While Theodore Roosevelt said America should “speak softly and carry a big stick”, its President today is unafraid to raise his voice and gesture to the massive modern arsenal behind him. Threats to occupy the Panama Canal, annex Greenland and absorb Canada into the United States have baffled the world.
The explanation, inevitably, comes back to China. For the American decision to allow the Chinese into the world trading system – on the terms it did and without any serious attempt to reform or enforce the rules of international trade – will be remembered as one of the great strategic errors in world history.

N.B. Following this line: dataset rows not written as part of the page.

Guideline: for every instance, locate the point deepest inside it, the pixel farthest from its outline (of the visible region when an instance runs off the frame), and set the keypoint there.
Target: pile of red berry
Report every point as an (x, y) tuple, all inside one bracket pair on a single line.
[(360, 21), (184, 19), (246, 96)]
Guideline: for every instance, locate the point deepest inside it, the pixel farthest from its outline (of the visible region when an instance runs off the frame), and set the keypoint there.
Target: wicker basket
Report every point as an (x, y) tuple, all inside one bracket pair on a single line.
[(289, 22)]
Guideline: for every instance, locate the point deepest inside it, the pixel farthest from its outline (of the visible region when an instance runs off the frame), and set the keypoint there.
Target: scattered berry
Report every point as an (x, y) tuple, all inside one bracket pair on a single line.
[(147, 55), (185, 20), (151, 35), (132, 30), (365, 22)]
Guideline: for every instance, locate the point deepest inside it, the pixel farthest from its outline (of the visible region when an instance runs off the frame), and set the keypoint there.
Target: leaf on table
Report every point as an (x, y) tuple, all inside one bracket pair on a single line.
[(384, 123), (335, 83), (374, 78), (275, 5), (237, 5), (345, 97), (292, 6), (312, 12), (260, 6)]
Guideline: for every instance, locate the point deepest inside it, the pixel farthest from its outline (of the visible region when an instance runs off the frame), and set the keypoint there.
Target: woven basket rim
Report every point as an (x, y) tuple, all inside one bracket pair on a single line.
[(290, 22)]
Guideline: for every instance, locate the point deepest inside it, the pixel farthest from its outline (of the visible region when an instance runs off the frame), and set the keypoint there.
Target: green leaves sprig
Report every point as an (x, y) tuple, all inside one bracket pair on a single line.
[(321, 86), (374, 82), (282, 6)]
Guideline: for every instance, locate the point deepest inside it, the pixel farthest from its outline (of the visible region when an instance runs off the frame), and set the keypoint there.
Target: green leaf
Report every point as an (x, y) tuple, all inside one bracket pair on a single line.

Today China remains a “developing country” under World Trade Organisation rules, which allows it “special and differential treatment”. Thus it escapes rules imposed on Western countries, from those covering market access and intellectual property rights to deadlines for implementing new agreements. It has exploited this freedom by using tariffs, holding down production costs, dumping goods sold below market value, placing punitive conditions on foreign firms operating within its borders, and stealing – on an industrial scale – the intellectual property of rival countries and companies.

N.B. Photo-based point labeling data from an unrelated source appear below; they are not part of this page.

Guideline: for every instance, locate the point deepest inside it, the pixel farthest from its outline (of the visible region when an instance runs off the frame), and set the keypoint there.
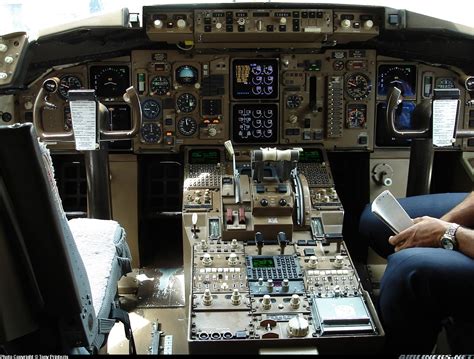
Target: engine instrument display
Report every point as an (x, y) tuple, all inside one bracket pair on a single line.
[(204, 156), (356, 116), (151, 109), (186, 75), (255, 123), (159, 85), (255, 79), (186, 102), (109, 81), (68, 82), (401, 76), (187, 126), (358, 86)]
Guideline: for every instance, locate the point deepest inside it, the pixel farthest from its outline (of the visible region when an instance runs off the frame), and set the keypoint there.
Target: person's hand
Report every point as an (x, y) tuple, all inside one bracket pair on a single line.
[(425, 232)]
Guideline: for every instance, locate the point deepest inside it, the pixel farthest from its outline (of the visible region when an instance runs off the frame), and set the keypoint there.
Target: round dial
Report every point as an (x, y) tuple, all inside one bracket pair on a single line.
[(356, 116), (444, 83), (68, 82), (110, 81), (338, 65), (186, 75), (293, 101), (358, 86), (187, 126), (186, 102), (151, 109), (151, 132), (160, 85)]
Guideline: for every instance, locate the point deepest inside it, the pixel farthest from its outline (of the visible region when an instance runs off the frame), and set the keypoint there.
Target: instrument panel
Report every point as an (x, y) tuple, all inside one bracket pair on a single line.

President Clinton, who negotiated and ratified America’s trade agreement with China in 2000, promised it would allow the US to “export products without exporting jobs”, and predicted China would “import one of democracy’s most cherished values: economic freedom.”
Instead, the communist dictatorship grew stronger and more repressive, and manipulated the world trading system to boost its own economy while systematically destroying productive capacity in the West. As tens of thousands of American factories closed following Chinese accession to the WTO, and millions of jobs were lost, China’s economy grew from $1.66 trillion in 2003 to $17.79 trillion in 2023. According to the World Bank, it now makes up 29 per cent of the world’s manufacturing value.
With economic and trading power comes a geopolitical presence and the need to project military might. Xi Jinping has assembled the largest navy in the world and developed highly advanced weapons systems including hypersonic missiles. Pentagon war games find America would lose a Pacific war against China.
Hong Kong has been crushed and Taiwan is in Xi’s sights. Beijing has been busy building military bases in the South China Sea. Its policy is to dominate Africa and control its minerals, while it has successfully trapped European countries – including Britain – by hooking them on Chinese trade and investment.
The Trump administration is worried that the Panama Canal – once controlled by America but run now by a Panamanian government agency – will fall under Chinese influence. Ports at the Atlantic and Pacific ends of the Canal are operated by CK Hutchison, a Chinese-owned company from Hong Kong. “We gave the Panama Canal to Panama,” Trump has said. “We didn’t give it to China.”
Meanwhile China has declared itself a “near-Arctic state”, which is neither a legally meaningful term nor a geographically logical one. But as ice melts and new sea routes open up, maritime distances between markets can be cut by thousands of miles. The Arctic also holds vast reserves of oil and gas and natural minerals. The attraction to rival powers is obvious, and explains the American threats to Greenland and Canada.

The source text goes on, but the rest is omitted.